Here’s a secret – if you want your project to drag out and cost you more money, or even kill it, you should ignore your abutters. I have been to countless planning board public hearings where we hoped none of the abutters would show up or even convinced ourselves – how could anyone oppose such a great project?
Nothing makes a planning board more uncomfortable than having an abutter standing before them demanding that a project be rejected because of traffic, noise, devaluation of property, additional tax burdens, stormwater runoff. I could go on and on.
So, what can you do to prevent this? Make your worst enemy your advocate. Reach out to the abutter who you think is going to be your worst enemy and ask if they would like to meet ahead of time – at their kitchen table. See if they would like to invite some of the neighbors. You make them look like the hero of the neighborhood and you put them in full control while actually controlling the entire process yourself.

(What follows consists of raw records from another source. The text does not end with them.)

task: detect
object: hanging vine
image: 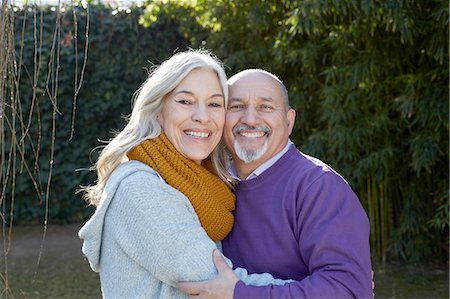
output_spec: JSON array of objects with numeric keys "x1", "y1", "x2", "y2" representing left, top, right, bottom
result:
[{"x1": 0, "y1": 0, "x2": 90, "y2": 294}]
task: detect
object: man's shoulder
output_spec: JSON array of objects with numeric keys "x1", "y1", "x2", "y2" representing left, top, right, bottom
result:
[
  {"x1": 286, "y1": 148, "x2": 332, "y2": 174},
  {"x1": 282, "y1": 148, "x2": 349, "y2": 186}
]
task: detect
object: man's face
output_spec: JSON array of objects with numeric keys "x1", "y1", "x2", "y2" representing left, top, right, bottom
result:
[{"x1": 224, "y1": 71, "x2": 295, "y2": 169}]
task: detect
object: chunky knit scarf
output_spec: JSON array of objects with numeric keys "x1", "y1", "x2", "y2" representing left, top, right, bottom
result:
[{"x1": 127, "y1": 133, "x2": 235, "y2": 242}]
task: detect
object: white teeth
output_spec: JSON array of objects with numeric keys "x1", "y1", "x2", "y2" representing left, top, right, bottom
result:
[
  {"x1": 240, "y1": 132, "x2": 265, "y2": 138},
  {"x1": 185, "y1": 131, "x2": 209, "y2": 138}
]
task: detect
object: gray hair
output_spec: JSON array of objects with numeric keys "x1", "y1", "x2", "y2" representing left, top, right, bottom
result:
[{"x1": 83, "y1": 49, "x2": 232, "y2": 205}]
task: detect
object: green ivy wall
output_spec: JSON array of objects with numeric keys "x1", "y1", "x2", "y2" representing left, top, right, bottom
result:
[{"x1": 6, "y1": 1, "x2": 449, "y2": 265}]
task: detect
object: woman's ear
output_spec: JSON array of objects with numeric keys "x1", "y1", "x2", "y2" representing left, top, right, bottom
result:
[{"x1": 156, "y1": 113, "x2": 163, "y2": 126}]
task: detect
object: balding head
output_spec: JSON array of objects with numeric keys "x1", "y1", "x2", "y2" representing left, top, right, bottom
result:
[{"x1": 227, "y1": 69, "x2": 290, "y2": 111}]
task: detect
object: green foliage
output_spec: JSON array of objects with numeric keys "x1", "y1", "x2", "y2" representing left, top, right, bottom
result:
[
  {"x1": 7, "y1": 0, "x2": 448, "y2": 265},
  {"x1": 142, "y1": 0, "x2": 449, "y2": 264},
  {"x1": 8, "y1": 3, "x2": 189, "y2": 224}
]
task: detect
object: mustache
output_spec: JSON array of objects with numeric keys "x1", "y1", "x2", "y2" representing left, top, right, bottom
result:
[{"x1": 232, "y1": 124, "x2": 271, "y2": 135}]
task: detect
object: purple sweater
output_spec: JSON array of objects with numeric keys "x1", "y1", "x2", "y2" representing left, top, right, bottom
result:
[{"x1": 222, "y1": 145, "x2": 372, "y2": 298}]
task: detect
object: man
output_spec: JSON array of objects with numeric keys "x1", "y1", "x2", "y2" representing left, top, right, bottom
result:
[{"x1": 179, "y1": 69, "x2": 373, "y2": 298}]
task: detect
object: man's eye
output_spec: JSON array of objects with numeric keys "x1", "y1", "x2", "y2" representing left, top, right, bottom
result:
[
  {"x1": 228, "y1": 104, "x2": 244, "y2": 110},
  {"x1": 260, "y1": 105, "x2": 274, "y2": 111}
]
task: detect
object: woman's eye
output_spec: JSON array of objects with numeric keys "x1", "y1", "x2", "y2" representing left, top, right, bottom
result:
[
  {"x1": 209, "y1": 102, "x2": 223, "y2": 108},
  {"x1": 176, "y1": 99, "x2": 192, "y2": 105}
]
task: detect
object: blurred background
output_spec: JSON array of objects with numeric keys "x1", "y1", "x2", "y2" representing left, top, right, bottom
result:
[{"x1": 1, "y1": 0, "x2": 448, "y2": 298}]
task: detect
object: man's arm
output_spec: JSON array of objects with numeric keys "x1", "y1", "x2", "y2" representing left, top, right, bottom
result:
[
  {"x1": 178, "y1": 249, "x2": 294, "y2": 299},
  {"x1": 179, "y1": 172, "x2": 373, "y2": 299},
  {"x1": 178, "y1": 254, "x2": 375, "y2": 299},
  {"x1": 178, "y1": 250, "x2": 239, "y2": 299}
]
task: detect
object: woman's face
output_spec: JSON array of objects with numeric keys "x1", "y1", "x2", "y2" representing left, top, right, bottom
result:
[{"x1": 158, "y1": 68, "x2": 225, "y2": 164}]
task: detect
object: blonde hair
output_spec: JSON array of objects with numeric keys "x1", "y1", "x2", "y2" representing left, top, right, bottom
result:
[{"x1": 82, "y1": 49, "x2": 232, "y2": 206}]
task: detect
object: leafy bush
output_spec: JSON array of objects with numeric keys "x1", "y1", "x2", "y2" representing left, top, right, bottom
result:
[
  {"x1": 6, "y1": 0, "x2": 448, "y2": 265},
  {"x1": 142, "y1": 0, "x2": 449, "y2": 264},
  {"x1": 6, "y1": 3, "x2": 190, "y2": 224}
]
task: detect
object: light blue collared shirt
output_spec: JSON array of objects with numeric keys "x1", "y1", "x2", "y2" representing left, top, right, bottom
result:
[{"x1": 228, "y1": 139, "x2": 294, "y2": 181}]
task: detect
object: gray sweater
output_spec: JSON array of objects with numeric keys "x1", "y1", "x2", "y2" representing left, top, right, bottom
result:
[{"x1": 79, "y1": 161, "x2": 288, "y2": 298}]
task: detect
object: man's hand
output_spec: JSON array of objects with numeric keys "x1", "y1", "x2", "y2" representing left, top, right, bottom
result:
[{"x1": 177, "y1": 249, "x2": 239, "y2": 299}]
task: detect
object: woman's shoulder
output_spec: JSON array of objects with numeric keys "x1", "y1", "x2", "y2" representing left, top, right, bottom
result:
[
  {"x1": 105, "y1": 161, "x2": 194, "y2": 215},
  {"x1": 108, "y1": 160, "x2": 185, "y2": 201},
  {"x1": 109, "y1": 160, "x2": 162, "y2": 185}
]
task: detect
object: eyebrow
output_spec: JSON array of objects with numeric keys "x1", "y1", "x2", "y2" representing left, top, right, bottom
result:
[
  {"x1": 174, "y1": 90, "x2": 194, "y2": 96},
  {"x1": 174, "y1": 90, "x2": 224, "y2": 99},
  {"x1": 229, "y1": 97, "x2": 274, "y2": 102}
]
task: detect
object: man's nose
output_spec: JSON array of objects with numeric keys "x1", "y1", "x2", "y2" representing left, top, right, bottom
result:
[{"x1": 240, "y1": 106, "x2": 259, "y2": 125}]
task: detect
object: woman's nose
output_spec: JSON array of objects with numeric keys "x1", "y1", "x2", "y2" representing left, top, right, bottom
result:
[{"x1": 192, "y1": 103, "x2": 209, "y2": 123}]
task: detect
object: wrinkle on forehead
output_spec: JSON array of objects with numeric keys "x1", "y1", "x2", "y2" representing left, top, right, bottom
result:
[
  {"x1": 228, "y1": 70, "x2": 290, "y2": 111},
  {"x1": 229, "y1": 74, "x2": 281, "y2": 100}
]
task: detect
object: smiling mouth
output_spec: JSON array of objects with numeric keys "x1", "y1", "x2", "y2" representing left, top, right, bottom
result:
[
  {"x1": 185, "y1": 130, "x2": 210, "y2": 138},
  {"x1": 239, "y1": 131, "x2": 266, "y2": 138},
  {"x1": 233, "y1": 125, "x2": 270, "y2": 139}
]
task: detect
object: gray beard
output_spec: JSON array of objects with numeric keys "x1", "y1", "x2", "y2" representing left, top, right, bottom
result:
[{"x1": 234, "y1": 139, "x2": 268, "y2": 163}]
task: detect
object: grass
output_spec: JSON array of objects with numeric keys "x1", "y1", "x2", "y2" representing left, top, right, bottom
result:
[
  {"x1": 1, "y1": 224, "x2": 448, "y2": 298},
  {"x1": 1, "y1": 224, "x2": 101, "y2": 299}
]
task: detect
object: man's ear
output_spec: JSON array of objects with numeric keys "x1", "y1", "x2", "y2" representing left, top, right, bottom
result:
[{"x1": 287, "y1": 108, "x2": 296, "y2": 135}]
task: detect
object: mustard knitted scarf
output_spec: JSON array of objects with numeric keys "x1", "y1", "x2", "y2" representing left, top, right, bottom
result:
[{"x1": 127, "y1": 133, "x2": 235, "y2": 242}]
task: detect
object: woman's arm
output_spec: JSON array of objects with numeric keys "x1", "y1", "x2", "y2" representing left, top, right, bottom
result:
[{"x1": 105, "y1": 169, "x2": 291, "y2": 288}]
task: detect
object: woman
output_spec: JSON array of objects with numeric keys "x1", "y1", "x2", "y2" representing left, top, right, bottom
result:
[{"x1": 78, "y1": 49, "x2": 288, "y2": 298}]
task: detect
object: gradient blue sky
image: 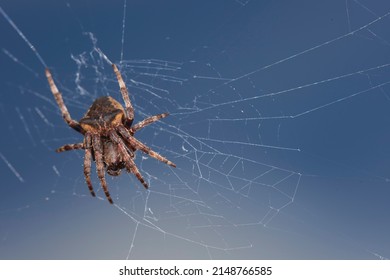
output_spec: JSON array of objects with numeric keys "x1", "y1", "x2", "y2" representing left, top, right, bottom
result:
[{"x1": 0, "y1": 0, "x2": 390, "y2": 259}]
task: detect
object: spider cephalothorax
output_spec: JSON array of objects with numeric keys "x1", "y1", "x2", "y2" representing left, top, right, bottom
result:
[{"x1": 45, "y1": 64, "x2": 176, "y2": 204}]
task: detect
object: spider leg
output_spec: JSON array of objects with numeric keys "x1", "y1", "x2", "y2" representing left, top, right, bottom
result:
[
  {"x1": 117, "y1": 125, "x2": 176, "y2": 168},
  {"x1": 91, "y1": 134, "x2": 114, "y2": 204},
  {"x1": 56, "y1": 142, "x2": 84, "y2": 153},
  {"x1": 130, "y1": 113, "x2": 169, "y2": 134},
  {"x1": 45, "y1": 69, "x2": 84, "y2": 134},
  {"x1": 112, "y1": 64, "x2": 134, "y2": 128},
  {"x1": 109, "y1": 130, "x2": 149, "y2": 189},
  {"x1": 83, "y1": 134, "x2": 96, "y2": 197}
]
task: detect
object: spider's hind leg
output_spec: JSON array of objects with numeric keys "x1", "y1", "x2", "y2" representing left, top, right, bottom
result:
[
  {"x1": 91, "y1": 134, "x2": 114, "y2": 204},
  {"x1": 56, "y1": 142, "x2": 84, "y2": 153}
]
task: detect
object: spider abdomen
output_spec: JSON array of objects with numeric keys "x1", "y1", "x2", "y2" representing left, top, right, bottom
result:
[{"x1": 79, "y1": 96, "x2": 125, "y2": 133}]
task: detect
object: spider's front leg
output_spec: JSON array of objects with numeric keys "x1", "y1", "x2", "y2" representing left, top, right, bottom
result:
[
  {"x1": 109, "y1": 130, "x2": 149, "y2": 189},
  {"x1": 45, "y1": 69, "x2": 85, "y2": 134},
  {"x1": 91, "y1": 134, "x2": 114, "y2": 204},
  {"x1": 83, "y1": 134, "x2": 96, "y2": 198},
  {"x1": 112, "y1": 64, "x2": 134, "y2": 128},
  {"x1": 117, "y1": 125, "x2": 176, "y2": 167}
]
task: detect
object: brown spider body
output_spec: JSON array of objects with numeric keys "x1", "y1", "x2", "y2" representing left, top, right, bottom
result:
[
  {"x1": 80, "y1": 96, "x2": 130, "y2": 177},
  {"x1": 45, "y1": 64, "x2": 176, "y2": 204},
  {"x1": 80, "y1": 96, "x2": 125, "y2": 133}
]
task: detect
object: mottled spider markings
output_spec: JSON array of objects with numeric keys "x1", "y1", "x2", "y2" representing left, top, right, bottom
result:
[{"x1": 45, "y1": 64, "x2": 176, "y2": 204}]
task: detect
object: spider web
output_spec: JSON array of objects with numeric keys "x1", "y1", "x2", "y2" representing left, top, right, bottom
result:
[{"x1": 0, "y1": 0, "x2": 390, "y2": 259}]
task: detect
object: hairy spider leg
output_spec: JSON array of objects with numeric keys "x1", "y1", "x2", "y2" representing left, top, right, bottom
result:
[
  {"x1": 45, "y1": 68, "x2": 84, "y2": 134},
  {"x1": 83, "y1": 134, "x2": 96, "y2": 197},
  {"x1": 117, "y1": 125, "x2": 176, "y2": 168},
  {"x1": 112, "y1": 64, "x2": 134, "y2": 128},
  {"x1": 92, "y1": 134, "x2": 114, "y2": 204},
  {"x1": 109, "y1": 130, "x2": 149, "y2": 189},
  {"x1": 56, "y1": 142, "x2": 84, "y2": 153},
  {"x1": 130, "y1": 113, "x2": 170, "y2": 134}
]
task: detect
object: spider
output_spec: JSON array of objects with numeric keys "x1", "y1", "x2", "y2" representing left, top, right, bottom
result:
[{"x1": 45, "y1": 64, "x2": 176, "y2": 204}]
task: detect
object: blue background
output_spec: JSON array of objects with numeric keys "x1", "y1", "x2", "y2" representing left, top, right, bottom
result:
[{"x1": 0, "y1": 0, "x2": 390, "y2": 259}]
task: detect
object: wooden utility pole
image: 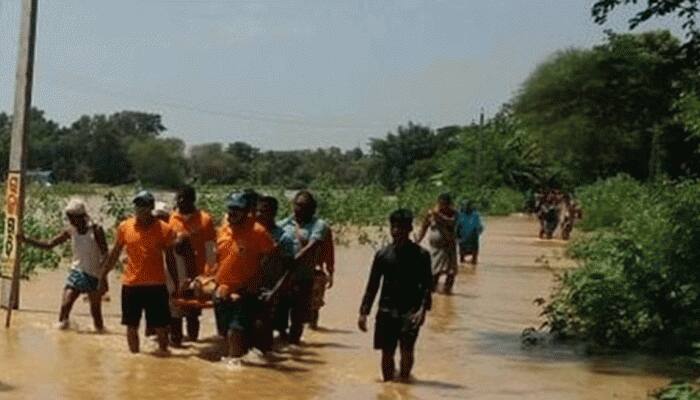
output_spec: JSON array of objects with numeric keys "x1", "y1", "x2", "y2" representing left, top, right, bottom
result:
[
  {"x1": 2, "y1": 0, "x2": 39, "y2": 328},
  {"x1": 477, "y1": 108, "x2": 485, "y2": 184}
]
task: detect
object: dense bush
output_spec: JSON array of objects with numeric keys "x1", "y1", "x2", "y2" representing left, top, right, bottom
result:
[
  {"x1": 544, "y1": 178, "x2": 700, "y2": 352},
  {"x1": 575, "y1": 174, "x2": 646, "y2": 231}
]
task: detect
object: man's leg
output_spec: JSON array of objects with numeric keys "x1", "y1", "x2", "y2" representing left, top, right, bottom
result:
[
  {"x1": 398, "y1": 333, "x2": 419, "y2": 380},
  {"x1": 87, "y1": 291, "x2": 105, "y2": 331},
  {"x1": 471, "y1": 250, "x2": 479, "y2": 265},
  {"x1": 127, "y1": 326, "x2": 140, "y2": 353},
  {"x1": 155, "y1": 327, "x2": 169, "y2": 353},
  {"x1": 289, "y1": 280, "x2": 312, "y2": 344},
  {"x1": 170, "y1": 317, "x2": 183, "y2": 347},
  {"x1": 289, "y1": 305, "x2": 305, "y2": 344},
  {"x1": 144, "y1": 285, "x2": 171, "y2": 354},
  {"x1": 444, "y1": 274, "x2": 455, "y2": 294},
  {"x1": 227, "y1": 329, "x2": 247, "y2": 358},
  {"x1": 309, "y1": 310, "x2": 320, "y2": 330},
  {"x1": 273, "y1": 296, "x2": 291, "y2": 340},
  {"x1": 185, "y1": 314, "x2": 200, "y2": 342},
  {"x1": 381, "y1": 349, "x2": 396, "y2": 382},
  {"x1": 59, "y1": 287, "x2": 81, "y2": 325}
]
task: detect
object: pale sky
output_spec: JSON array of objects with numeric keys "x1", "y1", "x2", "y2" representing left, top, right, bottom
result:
[{"x1": 0, "y1": 0, "x2": 682, "y2": 150}]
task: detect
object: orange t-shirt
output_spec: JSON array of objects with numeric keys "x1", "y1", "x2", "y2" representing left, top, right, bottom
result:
[
  {"x1": 215, "y1": 222, "x2": 274, "y2": 293},
  {"x1": 169, "y1": 210, "x2": 216, "y2": 274},
  {"x1": 116, "y1": 217, "x2": 176, "y2": 286}
]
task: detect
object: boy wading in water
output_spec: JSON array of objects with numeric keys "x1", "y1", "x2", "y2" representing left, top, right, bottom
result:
[
  {"x1": 358, "y1": 209, "x2": 433, "y2": 382},
  {"x1": 100, "y1": 191, "x2": 177, "y2": 355},
  {"x1": 19, "y1": 198, "x2": 108, "y2": 331}
]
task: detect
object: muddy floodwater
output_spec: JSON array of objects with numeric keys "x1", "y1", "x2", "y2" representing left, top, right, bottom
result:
[{"x1": 0, "y1": 216, "x2": 679, "y2": 399}]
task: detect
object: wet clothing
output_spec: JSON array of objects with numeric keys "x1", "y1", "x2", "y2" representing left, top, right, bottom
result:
[
  {"x1": 214, "y1": 296, "x2": 253, "y2": 334},
  {"x1": 360, "y1": 241, "x2": 433, "y2": 316},
  {"x1": 168, "y1": 210, "x2": 216, "y2": 275},
  {"x1": 374, "y1": 310, "x2": 421, "y2": 351},
  {"x1": 121, "y1": 284, "x2": 170, "y2": 328},
  {"x1": 116, "y1": 218, "x2": 176, "y2": 286},
  {"x1": 275, "y1": 216, "x2": 330, "y2": 340},
  {"x1": 424, "y1": 211, "x2": 458, "y2": 278},
  {"x1": 456, "y1": 211, "x2": 483, "y2": 253},
  {"x1": 215, "y1": 222, "x2": 275, "y2": 293},
  {"x1": 539, "y1": 203, "x2": 560, "y2": 238},
  {"x1": 67, "y1": 224, "x2": 104, "y2": 279},
  {"x1": 277, "y1": 216, "x2": 329, "y2": 283},
  {"x1": 65, "y1": 269, "x2": 99, "y2": 293},
  {"x1": 360, "y1": 241, "x2": 432, "y2": 352}
]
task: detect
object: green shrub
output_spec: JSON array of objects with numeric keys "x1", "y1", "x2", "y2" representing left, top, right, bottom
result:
[
  {"x1": 651, "y1": 381, "x2": 700, "y2": 400},
  {"x1": 544, "y1": 178, "x2": 700, "y2": 352},
  {"x1": 576, "y1": 174, "x2": 646, "y2": 231}
]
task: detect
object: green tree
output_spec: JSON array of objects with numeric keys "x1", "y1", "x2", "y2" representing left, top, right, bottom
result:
[
  {"x1": 190, "y1": 143, "x2": 235, "y2": 184},
  {"x1": 440, "y1": 107, "x2": 546, "y2": 191},
  {"x1": 128, "y1": 137, "x2": 187, "y2": 188},
  {"x1": 513, "y1": 31, "x2": 697, "y2": 184},
  {"x1": 369, "y1": 122, "x2": 457, "y2": 191},
  {"x1": 592, "y1": 0, "x2": 700, "y2": 65}
]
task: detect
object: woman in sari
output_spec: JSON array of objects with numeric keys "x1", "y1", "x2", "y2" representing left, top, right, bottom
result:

A meeting with your abutters adds a personal scale to your project – after all, you are a human being, trying to make a living just like them. You can answer questions, alleviate fears, and quell rumors and mistruths before you get to a public meeting. A possible added bonus – you may even find an advocate for your project. Advocates rarely show up at a public hearing.
Even if your abutters refuse to meet with you, at least you can tell the Planning Board that you tried to facilitate a meeting, but nobody was interested.
Nine times out of ten, once you get to the Public Hearing, the abutter comments will be avoided, or at least minimized and will make it a lot easier for the Board to approve your application. Just remember, nobody likes change, but if you can prepare for change ahead of time, it makes it a lot easier.
I own a small summer cottage in a rural Maine Town abutting an undeveloped commercial lot in a wide-open field. I purchased the property knowing full well that it would eventually get developed by a commercial business. When I received an abutter’s notice last fall for an application to develop the property, I immediately went to the Town Hall to look at the application. I was outraged and emotional about what I saw. I promptly wrote a two page summary of what was wrong with the project and what needed to be done to make it right.
Now I’ve pitched hundreds of projects before Planning Boards and I know very well how it feels to be on the wrong end of an angry abutter. After reading through my letter, I tempered the letter a bit more, to sound a little more sympathetic. The Board eventually approved the project, with many of the conditions that I had outlined in my letter.
Two weeks after the Planning Board meeting, I saw the business owner out cutting his grass and we began chatting. After I found out that he was actually a human being, not a money hungry corporate developer, I felt a little guilty. I sympathized with his position as a new business owner trying to make a living to support his family. We came up with several ideas to help him satisfy the conditions of his approval and get the business open.
Imagine if we had met before the public hearing?